Counteracting temporal attacks in Video Copy Detection
Katarzyna Fojcik, Piotr Syga
TL;DR
This paper tackles the challenge of Video Copy Detection under adversarial and large-scale conditions by reexamining the META AI Challenge Dual-level approach. It introduces an improved frame extraction method based on local maxima of interframe differences with Hanning smoothing, reducing frame counts by up to 144× and achieving around 2× faster inference while maintaining comparable $μAP$. The method demonstrates enhanced robustness to temporal attacks, with only ~5–7% $μAP$ loss under targeted perturbations, in contrast to the severe degradation faced by the original Dual-level method.

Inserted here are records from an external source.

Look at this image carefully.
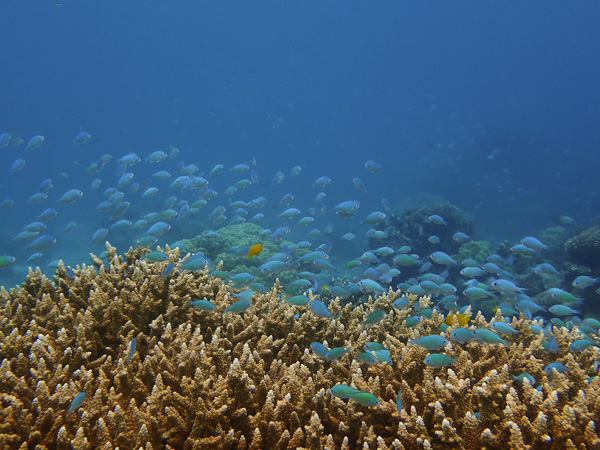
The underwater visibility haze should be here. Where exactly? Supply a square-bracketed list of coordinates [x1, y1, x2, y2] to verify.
[0, 1, 600, 448]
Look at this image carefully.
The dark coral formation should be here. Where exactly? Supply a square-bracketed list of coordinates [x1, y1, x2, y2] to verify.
[0, 247, 600, 449]
[565, 225, 600, 272]
[384, 203, 475, 255]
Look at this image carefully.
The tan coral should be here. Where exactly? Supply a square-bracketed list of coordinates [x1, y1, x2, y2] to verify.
[0, 247, 600, 449]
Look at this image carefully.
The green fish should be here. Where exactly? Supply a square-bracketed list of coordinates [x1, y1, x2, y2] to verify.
[329, 384, 362, 400]
[0, 255, 17, 269]
[144, 252, 169, 262]
[423, 353, 456, 369]
[190, 300, 217, 311]
[224, 300, 251, 313]
[350, 391, 381, 407]
[360, 309, 385, 330]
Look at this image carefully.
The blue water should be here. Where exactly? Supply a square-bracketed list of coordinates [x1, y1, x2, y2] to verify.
[0, 1, 600, 286]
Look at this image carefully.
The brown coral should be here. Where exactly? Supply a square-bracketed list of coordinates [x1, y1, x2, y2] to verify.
[0, 247, 600, 449]
[565, 225, 600, 270]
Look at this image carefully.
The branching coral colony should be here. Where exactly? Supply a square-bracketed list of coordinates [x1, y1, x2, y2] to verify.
[0, 245, 600, 449]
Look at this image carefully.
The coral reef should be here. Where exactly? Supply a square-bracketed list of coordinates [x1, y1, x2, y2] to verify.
[0, 245, 600, 449]
[382, 203, 475, 262]
[565, 225, 600, 272]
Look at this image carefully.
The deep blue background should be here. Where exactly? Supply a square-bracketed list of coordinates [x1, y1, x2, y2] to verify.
[0, 1, 600, 284]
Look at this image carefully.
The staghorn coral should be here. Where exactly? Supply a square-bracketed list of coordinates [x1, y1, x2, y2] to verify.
[0, 246, 600, 449]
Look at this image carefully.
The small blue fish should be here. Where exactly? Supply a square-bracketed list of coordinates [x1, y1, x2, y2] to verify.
[224, 300, 251, 313]
[125, 337, 137, 362]
[329, 384, 361, 400]
[548, 305, 581, 316]
[513, 372, 537, 386]
[544, 361, 568, 376]
[475, 328, 508, 345]
[190, 299, 217, 312]
[361, 309, 385, 330]
[423, 353, 456, 369]
[450, 328, 475, 344]
[408, 334, 450, 350]
[490, 320, 520, 334]
[310, 342, 329, 360]
[308, 300, 333, 319]
[569, 339, 598, 352]
[67, 392, 85, 414]
[350, 391, 381, 407]
[160, 262, 175, 278]
[356, 352, 378, 365]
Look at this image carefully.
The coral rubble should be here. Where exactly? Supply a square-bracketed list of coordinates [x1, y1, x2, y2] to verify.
[0, 246, 600, 449]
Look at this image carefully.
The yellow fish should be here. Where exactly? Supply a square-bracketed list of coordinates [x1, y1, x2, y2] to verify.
[246, 244, 265, 258]
[444, 314, 471, 327]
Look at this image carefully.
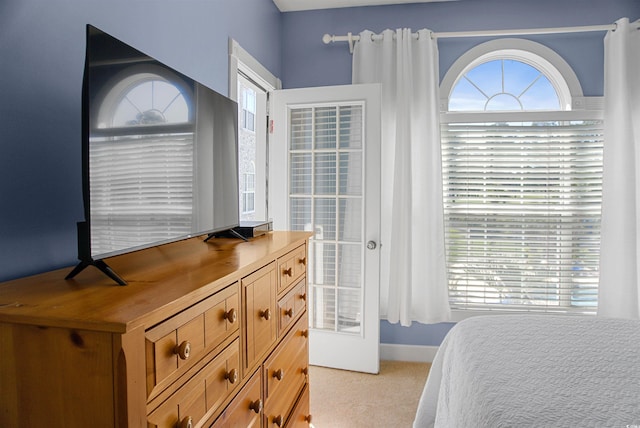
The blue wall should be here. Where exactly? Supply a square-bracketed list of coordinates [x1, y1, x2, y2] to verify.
[281, 0, 640, 346]
[0, 0, 282, 281]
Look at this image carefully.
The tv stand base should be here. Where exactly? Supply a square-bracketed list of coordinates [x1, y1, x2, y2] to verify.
[64, 260, 127, 285]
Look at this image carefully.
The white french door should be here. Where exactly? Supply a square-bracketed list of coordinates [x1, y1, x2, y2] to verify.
[269, 84, 380, 373]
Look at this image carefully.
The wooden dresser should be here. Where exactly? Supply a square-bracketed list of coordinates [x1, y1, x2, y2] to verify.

These gains yield a more practical, scalable VCD solution for real-world, resource-constrained settings, with future directions including adaptive temporal alignment, cross-modal attacks, and interpretability.
Abstract
Video Copy Detection (VCD) plays a crucial role in copyright protection and content verification by identifying duplicates and near-duplicates in large-scale video databases. The META AI Challenge on video copy detection provided a benchmark for evaluating state-of-the-art methods, with the Dual-level detection approach emerging as a winning solution. This method integrates Video Editing Detection and Frame Scene Detection to handle adversarial transformations and large datasets efficiently. However, our analysis reveals significant limitations in the VED component, particularly in its ability to handle exact copies. Moreover, Dual-level detection shows vulnerability to temporal attacks. To address it, we propose an improved frame selection strategy based on local maxima of interframe differences, which enhances robustness against adversarial temporal modifications while significantly reducing computational overhead. Our method achieves an increase of 1.4 to 5.8 times in efficiency over the standard 1 FPS approach. Compared to Dual-level detection method, our approach maintains comparable micro-average precision ($μ$AP) while also demonstrating improved robustness against temporal attacks. Given 56\% reduced representation size and the inference time of more than 2 times faster, our approach is more suitable to real-world resource restriction.